Initial costs are always very high in new technologies, which is why I think that market incentive programs are a sensible idea. The art is realizing when the market can cope on its own. I think that demand has been low so far because end users are initially hesitant and cautious. Calculating all of the costs and comparing them to the benefits is a really complicated process. Today’s consumers are well informed about battery life span, how often batteries have to be changed in the calculation period and how this affects costs. 

Why do you think some customers are already interested in purchasing an energy storage system for their photovoltaic installation?

If you compare current feed-in tariffs for photovoltaics to current electricity prices, you’ll see why on-site consumption is worthwhile. Luckily, there are always innovators and early adopters who dare to dive into the deep end, even if the waters haven’t been properly tested yet. A manufacturer once said to me that the first customers are fully aware that there isn’t much in the way of security, e.g. in the form of performance guarantees. But instead, they can say later that they were amongst the first consumers. But not many consumers think this way. 

How do you think prices will develop and how will this change the market for photovoltaic installations and storage systems? 
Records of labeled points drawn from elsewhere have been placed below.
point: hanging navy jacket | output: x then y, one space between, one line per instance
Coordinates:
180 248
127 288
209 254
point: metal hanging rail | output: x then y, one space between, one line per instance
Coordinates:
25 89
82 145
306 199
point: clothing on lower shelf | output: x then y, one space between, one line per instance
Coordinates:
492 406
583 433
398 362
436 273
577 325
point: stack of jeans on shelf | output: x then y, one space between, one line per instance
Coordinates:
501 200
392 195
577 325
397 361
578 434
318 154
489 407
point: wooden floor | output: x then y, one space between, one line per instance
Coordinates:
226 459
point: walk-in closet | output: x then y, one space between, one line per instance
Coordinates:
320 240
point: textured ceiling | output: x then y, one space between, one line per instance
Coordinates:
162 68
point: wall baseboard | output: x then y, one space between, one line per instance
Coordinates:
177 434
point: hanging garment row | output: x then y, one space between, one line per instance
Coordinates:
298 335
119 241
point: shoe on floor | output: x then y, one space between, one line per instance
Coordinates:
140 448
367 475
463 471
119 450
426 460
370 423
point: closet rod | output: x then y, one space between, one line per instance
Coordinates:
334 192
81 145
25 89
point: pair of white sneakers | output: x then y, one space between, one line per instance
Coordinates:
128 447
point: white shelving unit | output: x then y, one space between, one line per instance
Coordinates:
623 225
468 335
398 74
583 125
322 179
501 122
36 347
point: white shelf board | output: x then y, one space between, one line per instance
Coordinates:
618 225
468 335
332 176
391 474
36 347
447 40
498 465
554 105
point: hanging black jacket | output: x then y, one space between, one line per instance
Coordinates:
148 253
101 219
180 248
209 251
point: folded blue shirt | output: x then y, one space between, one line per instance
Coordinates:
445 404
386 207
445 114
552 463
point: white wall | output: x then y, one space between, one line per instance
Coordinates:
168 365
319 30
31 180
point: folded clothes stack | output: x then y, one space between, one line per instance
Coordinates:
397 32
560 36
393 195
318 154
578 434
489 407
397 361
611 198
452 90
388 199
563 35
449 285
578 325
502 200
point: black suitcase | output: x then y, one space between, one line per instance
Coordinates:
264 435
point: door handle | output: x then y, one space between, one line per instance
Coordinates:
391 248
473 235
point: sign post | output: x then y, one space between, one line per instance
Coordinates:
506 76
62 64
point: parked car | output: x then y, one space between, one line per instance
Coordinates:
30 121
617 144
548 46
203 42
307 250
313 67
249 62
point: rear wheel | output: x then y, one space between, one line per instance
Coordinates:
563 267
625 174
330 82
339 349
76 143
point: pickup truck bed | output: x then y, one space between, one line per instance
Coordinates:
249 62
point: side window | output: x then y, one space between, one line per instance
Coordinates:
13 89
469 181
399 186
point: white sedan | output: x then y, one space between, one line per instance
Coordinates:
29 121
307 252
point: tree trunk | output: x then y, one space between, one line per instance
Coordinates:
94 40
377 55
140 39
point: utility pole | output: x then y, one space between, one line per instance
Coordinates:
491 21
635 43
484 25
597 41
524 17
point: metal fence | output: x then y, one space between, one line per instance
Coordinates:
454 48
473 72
Photovoltaic and battery costs are sinking, which normally happens when the market is developing, research is intensifying and there’s more competition around. But it takes more than price reductions to convince customers in the long term. Performance guarantees are the next important step, showing consumers that the storage system will last for many years. 

Are there no manufacturer guarantees on the market at the moment?

There’s still no market standard, which means that some manufacturers guarantee a certain number of charge cycles, some a number of years and some don’t even mention battery life span. The comprehensive concept of total cost of ownership plays an important role in the purchase of an energy storage system. Apart from purchase prices, it takes into account other factors, including quality, security, efficiency and durability.